At Metal, one of our focus areas has been in-depth research on the investing behaviours of venture investors. Across historical data, one prominent trend is that venture investors love to invest in patterns that they believe will deliver returns. For instance, investors that invest in HR Tech once or twice are significantly more likely to make additional investments in that particular area (relative to investors that haven't done any prior work in the space). This unfolds an important truth about venture investments:
When Investor X makes an investment in a specific vertical, that event serves as evidence that the investor views that space favourably. Put differently, investors that have made multiple investments in HR Tech are more likely than others to make further investments in that space.

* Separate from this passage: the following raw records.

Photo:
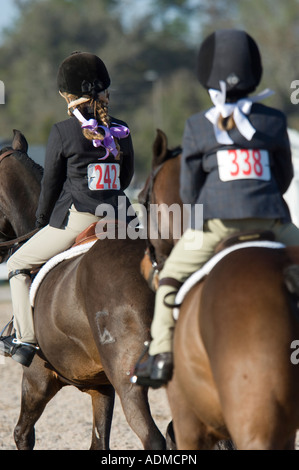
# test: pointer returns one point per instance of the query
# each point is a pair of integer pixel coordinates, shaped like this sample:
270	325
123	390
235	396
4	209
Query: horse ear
160	149
19	141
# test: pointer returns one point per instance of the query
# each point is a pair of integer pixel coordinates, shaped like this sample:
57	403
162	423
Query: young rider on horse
79	150
236	162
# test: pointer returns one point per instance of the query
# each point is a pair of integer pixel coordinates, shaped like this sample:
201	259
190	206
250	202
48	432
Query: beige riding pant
190	253
48	242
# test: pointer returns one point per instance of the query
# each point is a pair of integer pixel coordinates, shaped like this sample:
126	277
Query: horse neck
19	193
165	190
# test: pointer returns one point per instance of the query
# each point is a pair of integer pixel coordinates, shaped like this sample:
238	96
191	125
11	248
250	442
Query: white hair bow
239	110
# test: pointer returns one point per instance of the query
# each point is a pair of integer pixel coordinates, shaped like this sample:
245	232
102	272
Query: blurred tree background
150	50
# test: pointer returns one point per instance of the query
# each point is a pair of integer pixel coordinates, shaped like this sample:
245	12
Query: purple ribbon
120	132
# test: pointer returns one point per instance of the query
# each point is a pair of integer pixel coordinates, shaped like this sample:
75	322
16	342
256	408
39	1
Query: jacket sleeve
192	175
53	178
282	169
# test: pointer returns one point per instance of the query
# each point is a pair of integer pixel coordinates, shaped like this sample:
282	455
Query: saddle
242	237
94	231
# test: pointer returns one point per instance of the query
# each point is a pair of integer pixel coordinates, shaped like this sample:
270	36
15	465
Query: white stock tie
239	110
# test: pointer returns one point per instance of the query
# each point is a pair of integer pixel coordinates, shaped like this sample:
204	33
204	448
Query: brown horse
90	313
235	371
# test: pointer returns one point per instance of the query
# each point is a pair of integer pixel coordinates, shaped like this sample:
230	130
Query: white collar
239	110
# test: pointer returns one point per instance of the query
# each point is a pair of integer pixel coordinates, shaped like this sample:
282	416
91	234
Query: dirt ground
66	423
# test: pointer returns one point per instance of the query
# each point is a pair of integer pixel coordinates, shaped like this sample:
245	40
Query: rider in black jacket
89	161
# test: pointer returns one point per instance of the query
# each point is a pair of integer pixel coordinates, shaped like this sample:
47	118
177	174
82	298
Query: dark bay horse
91	315
235	376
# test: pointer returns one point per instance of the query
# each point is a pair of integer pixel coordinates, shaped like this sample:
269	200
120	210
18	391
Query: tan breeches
47	243
190	253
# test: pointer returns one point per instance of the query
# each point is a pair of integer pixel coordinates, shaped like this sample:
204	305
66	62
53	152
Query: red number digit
247	162
99	185
257	166
234	162
114	169
107	178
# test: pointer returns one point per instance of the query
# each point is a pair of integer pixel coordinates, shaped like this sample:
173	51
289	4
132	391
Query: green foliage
150	53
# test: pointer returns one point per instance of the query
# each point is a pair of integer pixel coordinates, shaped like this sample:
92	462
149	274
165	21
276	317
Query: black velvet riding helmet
233	56
83	73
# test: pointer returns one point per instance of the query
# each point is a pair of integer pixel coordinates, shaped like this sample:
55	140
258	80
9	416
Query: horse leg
102	405
39	385
190	432
136	408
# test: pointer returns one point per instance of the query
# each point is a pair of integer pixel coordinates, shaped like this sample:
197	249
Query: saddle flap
242	237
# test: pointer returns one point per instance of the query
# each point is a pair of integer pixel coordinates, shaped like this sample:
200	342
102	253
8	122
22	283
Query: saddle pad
68	254
206	269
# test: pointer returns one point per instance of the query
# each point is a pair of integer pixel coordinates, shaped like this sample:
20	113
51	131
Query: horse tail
291	279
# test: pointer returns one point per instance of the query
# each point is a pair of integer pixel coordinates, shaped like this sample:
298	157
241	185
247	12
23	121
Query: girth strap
172	282
17	272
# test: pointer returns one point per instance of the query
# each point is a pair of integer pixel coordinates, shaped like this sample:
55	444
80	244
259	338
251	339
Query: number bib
103	176
243	164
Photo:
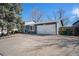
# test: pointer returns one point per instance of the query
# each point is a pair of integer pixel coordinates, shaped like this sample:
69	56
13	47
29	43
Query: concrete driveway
39	45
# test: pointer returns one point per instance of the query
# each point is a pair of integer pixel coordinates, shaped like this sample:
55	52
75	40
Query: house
43	27
72	30
76	24
76	28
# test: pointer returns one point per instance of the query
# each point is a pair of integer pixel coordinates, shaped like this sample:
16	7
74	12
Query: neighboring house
43	27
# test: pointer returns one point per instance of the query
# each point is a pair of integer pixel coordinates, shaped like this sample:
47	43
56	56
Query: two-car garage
46	28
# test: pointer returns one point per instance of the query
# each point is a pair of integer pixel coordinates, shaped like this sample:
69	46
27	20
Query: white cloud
75	11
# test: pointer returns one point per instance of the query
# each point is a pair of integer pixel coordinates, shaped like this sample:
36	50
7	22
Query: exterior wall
58	26
76	25
46	29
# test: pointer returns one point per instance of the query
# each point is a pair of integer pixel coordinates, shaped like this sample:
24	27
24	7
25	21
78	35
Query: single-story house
76	24
72	30
42	27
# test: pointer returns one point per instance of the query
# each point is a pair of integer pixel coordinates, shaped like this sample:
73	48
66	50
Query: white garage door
46	29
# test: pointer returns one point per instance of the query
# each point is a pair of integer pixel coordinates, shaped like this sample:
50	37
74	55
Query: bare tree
36	15
60	15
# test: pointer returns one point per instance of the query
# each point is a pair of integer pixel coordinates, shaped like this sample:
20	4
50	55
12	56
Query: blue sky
48	8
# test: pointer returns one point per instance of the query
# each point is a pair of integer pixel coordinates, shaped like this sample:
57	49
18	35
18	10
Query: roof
76	22
39	23
30	23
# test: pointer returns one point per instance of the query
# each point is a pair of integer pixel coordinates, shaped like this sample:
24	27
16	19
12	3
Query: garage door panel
46	29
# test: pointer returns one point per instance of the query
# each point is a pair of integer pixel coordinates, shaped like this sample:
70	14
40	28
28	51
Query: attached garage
43	28
46	28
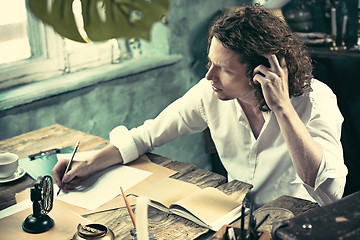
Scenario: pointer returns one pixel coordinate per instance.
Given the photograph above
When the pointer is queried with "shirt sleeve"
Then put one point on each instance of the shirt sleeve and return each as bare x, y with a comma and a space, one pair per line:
325, 127
182, 117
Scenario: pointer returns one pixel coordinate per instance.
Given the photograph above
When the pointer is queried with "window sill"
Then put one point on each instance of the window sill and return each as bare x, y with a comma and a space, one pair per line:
73, 81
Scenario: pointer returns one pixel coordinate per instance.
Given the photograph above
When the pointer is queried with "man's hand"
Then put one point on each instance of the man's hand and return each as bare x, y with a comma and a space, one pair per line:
79, 170
274, 83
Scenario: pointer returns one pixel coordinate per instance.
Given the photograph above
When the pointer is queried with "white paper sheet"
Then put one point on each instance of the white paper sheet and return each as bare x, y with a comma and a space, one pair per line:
102, 186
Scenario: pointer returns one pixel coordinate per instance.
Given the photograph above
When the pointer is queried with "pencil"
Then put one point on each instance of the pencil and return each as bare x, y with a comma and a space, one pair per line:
68, 167
128, 208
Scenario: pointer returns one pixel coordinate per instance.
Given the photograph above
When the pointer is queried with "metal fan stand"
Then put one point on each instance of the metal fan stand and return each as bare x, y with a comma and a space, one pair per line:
42, 197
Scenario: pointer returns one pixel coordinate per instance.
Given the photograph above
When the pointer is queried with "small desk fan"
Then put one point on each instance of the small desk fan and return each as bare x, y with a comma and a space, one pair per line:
42, 196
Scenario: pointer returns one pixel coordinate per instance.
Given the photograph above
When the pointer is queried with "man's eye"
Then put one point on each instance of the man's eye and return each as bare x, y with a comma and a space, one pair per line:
208, 65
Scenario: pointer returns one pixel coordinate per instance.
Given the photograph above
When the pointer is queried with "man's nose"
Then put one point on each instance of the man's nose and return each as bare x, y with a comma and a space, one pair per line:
210, 75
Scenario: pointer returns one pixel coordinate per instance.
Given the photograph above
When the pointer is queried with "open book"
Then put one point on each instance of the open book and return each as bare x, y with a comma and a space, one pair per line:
208, 207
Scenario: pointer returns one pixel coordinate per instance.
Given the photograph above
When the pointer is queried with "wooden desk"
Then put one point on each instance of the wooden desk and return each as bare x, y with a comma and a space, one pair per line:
164, 226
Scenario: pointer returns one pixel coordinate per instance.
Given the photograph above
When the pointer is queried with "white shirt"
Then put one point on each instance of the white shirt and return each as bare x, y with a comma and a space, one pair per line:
263, 162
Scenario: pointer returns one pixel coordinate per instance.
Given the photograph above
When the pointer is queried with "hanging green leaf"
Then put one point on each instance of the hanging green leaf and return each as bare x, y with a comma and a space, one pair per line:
100, 20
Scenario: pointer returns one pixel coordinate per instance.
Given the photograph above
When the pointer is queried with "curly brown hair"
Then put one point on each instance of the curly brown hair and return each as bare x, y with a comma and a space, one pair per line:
254, 32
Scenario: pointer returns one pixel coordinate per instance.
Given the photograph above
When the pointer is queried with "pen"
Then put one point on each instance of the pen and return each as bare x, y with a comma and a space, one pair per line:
68, 166
242, 223
128, 208
262, 221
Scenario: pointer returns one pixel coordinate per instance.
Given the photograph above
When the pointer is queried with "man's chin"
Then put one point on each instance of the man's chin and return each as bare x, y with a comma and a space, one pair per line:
222, 97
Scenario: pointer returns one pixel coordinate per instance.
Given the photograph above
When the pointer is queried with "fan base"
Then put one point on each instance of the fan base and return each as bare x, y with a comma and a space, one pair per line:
38, 224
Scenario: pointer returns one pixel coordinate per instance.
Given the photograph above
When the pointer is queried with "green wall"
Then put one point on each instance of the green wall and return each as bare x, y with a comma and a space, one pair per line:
131, 100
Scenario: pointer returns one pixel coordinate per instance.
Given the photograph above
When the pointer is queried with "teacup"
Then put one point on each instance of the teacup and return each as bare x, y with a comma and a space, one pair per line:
8, 164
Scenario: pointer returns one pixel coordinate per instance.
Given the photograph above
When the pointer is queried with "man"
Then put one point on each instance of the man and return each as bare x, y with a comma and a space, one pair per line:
272, 124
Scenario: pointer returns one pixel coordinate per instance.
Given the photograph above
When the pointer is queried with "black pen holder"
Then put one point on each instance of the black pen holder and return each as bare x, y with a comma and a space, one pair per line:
93, 231
222, 233
133, 234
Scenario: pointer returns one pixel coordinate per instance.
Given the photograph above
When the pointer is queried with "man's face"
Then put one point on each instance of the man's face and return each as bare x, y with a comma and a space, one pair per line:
227, 75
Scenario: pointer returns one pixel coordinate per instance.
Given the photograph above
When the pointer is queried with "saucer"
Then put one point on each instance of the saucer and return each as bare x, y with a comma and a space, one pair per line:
18, 174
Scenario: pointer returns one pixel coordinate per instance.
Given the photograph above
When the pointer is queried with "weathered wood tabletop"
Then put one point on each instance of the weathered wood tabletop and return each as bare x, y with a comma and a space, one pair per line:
164, 226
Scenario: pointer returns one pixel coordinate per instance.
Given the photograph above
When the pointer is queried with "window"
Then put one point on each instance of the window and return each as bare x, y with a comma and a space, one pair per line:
31, 51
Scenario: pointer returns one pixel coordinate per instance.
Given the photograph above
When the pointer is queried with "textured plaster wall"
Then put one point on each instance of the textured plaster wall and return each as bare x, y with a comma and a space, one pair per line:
131, 100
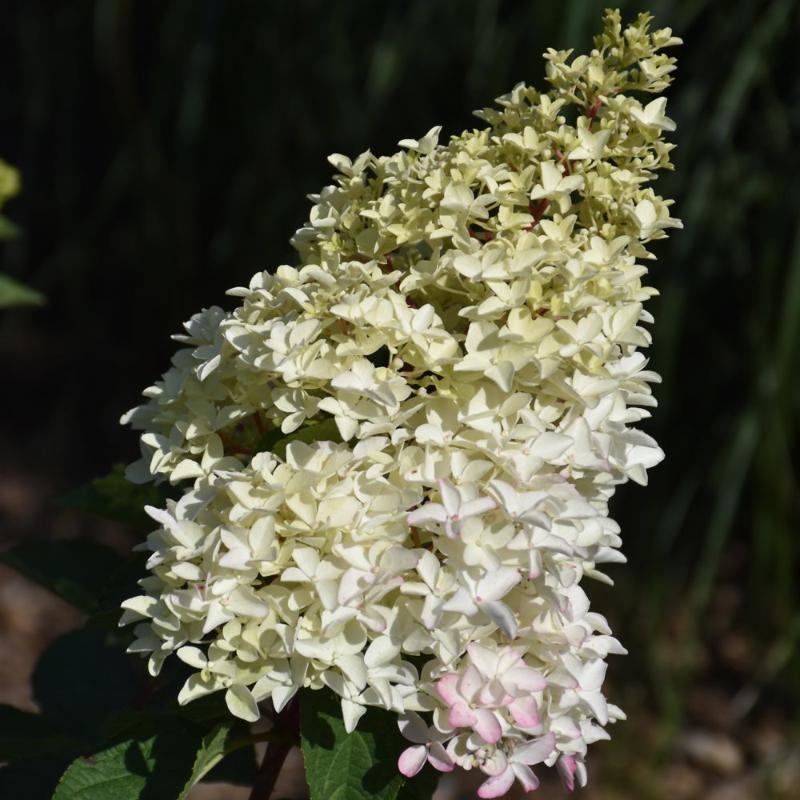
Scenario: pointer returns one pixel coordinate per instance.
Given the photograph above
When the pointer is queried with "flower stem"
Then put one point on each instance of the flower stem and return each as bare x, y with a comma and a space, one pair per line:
286, 735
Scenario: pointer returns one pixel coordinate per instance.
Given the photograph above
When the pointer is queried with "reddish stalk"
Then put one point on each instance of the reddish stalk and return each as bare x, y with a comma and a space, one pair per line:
287, 734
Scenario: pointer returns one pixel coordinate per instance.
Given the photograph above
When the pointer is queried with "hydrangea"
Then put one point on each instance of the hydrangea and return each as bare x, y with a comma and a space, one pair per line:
396, 457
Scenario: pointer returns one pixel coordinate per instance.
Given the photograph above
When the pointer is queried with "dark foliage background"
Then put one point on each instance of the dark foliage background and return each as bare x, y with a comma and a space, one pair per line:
166, 150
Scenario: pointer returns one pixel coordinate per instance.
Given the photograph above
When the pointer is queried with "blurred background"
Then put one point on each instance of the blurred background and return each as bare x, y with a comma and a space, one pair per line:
166, 150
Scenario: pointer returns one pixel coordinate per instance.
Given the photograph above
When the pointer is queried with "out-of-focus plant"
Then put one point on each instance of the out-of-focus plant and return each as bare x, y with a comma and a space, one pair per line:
393, 465
12, 293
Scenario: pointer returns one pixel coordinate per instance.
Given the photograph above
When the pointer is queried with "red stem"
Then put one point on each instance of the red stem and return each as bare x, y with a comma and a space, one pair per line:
287, 729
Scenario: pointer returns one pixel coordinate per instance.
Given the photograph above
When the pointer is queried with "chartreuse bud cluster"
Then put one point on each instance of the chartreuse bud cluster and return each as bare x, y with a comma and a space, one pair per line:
454, 372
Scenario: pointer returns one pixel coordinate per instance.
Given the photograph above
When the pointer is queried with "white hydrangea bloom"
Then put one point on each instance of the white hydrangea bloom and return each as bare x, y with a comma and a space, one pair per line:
454, 366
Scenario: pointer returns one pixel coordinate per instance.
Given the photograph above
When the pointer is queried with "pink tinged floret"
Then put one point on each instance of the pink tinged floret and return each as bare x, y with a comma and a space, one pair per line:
412, 760
460, 716
566, 766
497, 785
447, 688
524, 774
525, 712
439, 758
487, 726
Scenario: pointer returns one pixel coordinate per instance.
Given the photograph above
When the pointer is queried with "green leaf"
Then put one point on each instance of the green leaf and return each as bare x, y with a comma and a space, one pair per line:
23, 735
75, 570
326, 431
215, 746
81, 680
14, 293
341, 766
147, 768
115, 497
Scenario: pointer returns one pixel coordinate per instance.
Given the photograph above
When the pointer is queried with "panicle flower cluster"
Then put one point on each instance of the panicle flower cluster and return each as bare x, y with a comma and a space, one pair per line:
397, 456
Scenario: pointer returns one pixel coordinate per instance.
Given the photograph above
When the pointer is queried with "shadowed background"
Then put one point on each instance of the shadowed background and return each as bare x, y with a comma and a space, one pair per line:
166, 151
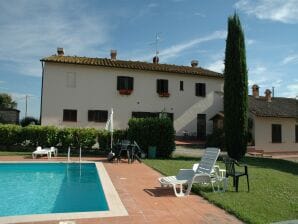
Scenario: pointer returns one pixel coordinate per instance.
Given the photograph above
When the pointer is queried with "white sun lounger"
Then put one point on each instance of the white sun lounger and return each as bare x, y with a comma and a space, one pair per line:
39, 151
187, 177
45, 151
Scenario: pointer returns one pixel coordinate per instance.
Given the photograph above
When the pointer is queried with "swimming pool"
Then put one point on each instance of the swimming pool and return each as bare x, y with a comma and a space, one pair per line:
30, 188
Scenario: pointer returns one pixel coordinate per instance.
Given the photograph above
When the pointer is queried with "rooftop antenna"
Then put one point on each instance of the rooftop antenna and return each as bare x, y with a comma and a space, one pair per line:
157, 38
156, 43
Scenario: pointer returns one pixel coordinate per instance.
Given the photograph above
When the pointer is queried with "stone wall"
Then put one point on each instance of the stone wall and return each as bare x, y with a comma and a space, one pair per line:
9, 116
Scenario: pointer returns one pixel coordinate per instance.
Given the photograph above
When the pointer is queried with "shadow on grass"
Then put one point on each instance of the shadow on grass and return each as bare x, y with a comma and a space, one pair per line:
276, 164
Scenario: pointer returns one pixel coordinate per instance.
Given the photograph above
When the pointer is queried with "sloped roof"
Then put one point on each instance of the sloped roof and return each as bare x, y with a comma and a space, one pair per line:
278, 107
132, 65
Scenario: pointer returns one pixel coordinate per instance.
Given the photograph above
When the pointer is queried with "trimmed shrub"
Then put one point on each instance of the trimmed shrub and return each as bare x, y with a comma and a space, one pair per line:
10, 135
157, 132
83, 137
104, 138
216, 139
28, 121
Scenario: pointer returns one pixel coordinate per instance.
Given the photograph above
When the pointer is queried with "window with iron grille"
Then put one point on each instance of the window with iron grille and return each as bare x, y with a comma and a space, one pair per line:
181, 86
69, 115
151, 114
201, 89
124, 83
162, 86
98, 115
276, 133
296, 133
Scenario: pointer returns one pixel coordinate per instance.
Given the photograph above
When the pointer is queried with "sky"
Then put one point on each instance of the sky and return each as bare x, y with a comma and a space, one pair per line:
187, 30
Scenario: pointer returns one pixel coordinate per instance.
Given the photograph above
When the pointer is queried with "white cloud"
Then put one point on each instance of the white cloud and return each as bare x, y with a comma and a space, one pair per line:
152, 5
291, 90
177, 49
200, 14
290, 59
250, 41
32, 30
285, 11
217, 66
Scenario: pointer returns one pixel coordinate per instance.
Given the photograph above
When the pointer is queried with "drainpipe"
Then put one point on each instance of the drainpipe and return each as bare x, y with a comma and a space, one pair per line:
41, 92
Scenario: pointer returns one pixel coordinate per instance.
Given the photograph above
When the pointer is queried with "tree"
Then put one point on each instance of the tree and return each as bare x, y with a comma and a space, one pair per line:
235, 91
6, 101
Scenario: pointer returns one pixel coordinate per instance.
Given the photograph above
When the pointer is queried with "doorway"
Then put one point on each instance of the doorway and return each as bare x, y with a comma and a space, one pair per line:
201, 127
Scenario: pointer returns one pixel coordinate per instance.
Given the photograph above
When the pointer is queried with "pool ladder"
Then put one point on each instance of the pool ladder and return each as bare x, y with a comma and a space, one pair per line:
68, 155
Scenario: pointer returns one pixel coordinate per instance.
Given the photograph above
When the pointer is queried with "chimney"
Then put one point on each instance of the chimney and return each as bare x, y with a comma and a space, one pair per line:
255, 91
268, 95
194, 63
60, 51
155, 60
113, 55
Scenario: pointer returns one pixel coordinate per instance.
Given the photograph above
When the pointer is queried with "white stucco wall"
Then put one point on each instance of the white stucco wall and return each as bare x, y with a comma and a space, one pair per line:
96, 90
262, 134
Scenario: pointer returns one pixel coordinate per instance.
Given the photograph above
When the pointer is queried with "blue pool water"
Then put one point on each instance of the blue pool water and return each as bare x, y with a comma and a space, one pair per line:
50, 188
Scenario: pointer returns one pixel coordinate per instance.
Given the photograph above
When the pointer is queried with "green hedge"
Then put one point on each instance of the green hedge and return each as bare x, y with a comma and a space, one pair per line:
10, 135
22, 138
157, 132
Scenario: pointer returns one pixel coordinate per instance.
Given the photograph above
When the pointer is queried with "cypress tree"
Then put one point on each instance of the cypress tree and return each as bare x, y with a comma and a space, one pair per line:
235, 91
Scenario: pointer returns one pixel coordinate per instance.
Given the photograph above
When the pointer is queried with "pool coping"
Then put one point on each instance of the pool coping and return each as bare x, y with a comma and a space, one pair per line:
116, 207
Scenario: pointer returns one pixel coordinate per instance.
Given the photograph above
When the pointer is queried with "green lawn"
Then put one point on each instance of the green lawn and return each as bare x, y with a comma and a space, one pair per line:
8, 153
273, 192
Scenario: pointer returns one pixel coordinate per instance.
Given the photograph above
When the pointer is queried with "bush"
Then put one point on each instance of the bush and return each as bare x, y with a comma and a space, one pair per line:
216, 139
104, 138
157, 132
10, 135
28, 121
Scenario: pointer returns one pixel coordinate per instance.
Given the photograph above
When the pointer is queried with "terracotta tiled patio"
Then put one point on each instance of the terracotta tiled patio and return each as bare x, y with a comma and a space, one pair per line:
145, 202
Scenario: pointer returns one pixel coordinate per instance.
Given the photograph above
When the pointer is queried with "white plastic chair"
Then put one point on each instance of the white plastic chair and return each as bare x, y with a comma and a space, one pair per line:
187, 177
40, 151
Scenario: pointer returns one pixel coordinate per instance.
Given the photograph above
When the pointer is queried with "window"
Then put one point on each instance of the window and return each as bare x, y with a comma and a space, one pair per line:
296, 133
201, 89
69, 115
124, 83
71, 80
162, 86
98, 115
151, 114
144, 114
276, 133
181, 86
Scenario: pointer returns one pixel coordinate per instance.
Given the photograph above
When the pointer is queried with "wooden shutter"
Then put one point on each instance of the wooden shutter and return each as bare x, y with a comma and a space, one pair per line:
197, 89
130, 83
276, 133
158, 86
203, 89
118, 82
90, 115
296, 133
166, 86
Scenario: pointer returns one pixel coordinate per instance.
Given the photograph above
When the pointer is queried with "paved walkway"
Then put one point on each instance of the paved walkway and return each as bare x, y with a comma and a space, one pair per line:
146, 202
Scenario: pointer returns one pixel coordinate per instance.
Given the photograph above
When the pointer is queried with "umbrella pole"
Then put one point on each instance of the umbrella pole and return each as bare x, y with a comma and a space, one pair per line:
111, 141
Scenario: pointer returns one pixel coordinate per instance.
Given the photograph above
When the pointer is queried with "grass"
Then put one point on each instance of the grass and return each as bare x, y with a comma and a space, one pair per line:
8, 153
273, 192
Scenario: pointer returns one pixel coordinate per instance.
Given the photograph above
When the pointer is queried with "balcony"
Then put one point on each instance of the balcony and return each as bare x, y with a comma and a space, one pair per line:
125, 91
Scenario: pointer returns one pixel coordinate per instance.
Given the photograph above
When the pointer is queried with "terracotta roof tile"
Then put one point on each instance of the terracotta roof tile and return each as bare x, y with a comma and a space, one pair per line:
132, 65
278, 107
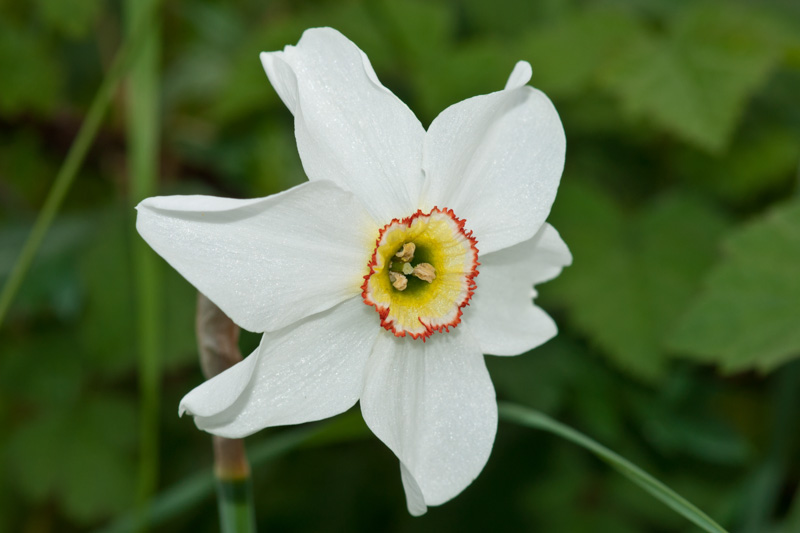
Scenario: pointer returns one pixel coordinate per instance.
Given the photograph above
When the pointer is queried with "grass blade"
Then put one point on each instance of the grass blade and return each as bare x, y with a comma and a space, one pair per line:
143, 134
72, 163
534, 419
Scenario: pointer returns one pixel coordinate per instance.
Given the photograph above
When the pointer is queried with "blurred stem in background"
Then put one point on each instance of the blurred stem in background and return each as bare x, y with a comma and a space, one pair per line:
531, 418
143, 134
77, 153
218, 345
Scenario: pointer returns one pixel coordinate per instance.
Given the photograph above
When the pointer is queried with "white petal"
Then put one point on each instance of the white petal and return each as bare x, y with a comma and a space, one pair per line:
265, 262
496, 160
501, 314
350, 129
434, 405
520, 76
308, 371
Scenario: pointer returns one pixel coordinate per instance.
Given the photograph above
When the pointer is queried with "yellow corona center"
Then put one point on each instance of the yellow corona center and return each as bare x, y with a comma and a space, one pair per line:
422, 273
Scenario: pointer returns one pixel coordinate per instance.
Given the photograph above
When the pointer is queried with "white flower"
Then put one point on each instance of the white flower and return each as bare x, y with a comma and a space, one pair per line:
391, 220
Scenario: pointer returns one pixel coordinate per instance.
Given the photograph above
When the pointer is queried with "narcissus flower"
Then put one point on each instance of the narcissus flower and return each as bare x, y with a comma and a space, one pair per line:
407, 256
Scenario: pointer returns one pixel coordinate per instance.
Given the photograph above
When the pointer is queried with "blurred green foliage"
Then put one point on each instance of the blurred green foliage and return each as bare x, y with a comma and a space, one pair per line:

Understanding Opportunity Spaces
In order to identify similar companies, one layer of complexity lies in understanding what exactly qualifies as "similar". As an example, a company that builds a hyperlocal marketplace for senior care is actually strikingly similar to one that develops a hyperlocal marketplace for gardeners.
Traditional sectors would categorize the former within healthcare and the latter within home care. In reality, however, both companies have a super similar business model (built around enabling users to earn money by delivering basic services within their neighbourhood).
In the long term, with the right quantum of training data, AI models will get really good at identifying similar companies. Alongside similarity in business models, another important layer of complexity involves the broader investing thesis that a given company falls under.
Collectively, similarity in business models and overlapping investing thesis come together to form what we refer to as an"opportunity space". Investors that have historically invested in the same opportunity space as a given company are ultimately the "most likely" financing partners.
Metal's Investor Ranking Models
At the very core of Metal's technology lies our investor ranking model. With the right quantum of training data, our model has the ability to identify the "most likely" investors for a given Company -- the model uses data points derived from on a unique combination of industry and user generated information. An early version of our ranking model is already live on the platform, enabling users to identify investors that are a particularly strong fit for their company and round.
Ultimately, we believe that the overall venture industry will benefit from AI models that can identify which investors are most likely to lean in on specific types of companies and/or rounds.
Founders that zoom in on the right type of "most likely" investors are often able to close rounds with a higher level of certainty than those adopting a "spray-and-pray" approach. All else being equal, pursuing high-relevance investors reduces the time it takes to close, improves overall odds of a successful close, and eliminates the need to talk to a very large number of investors.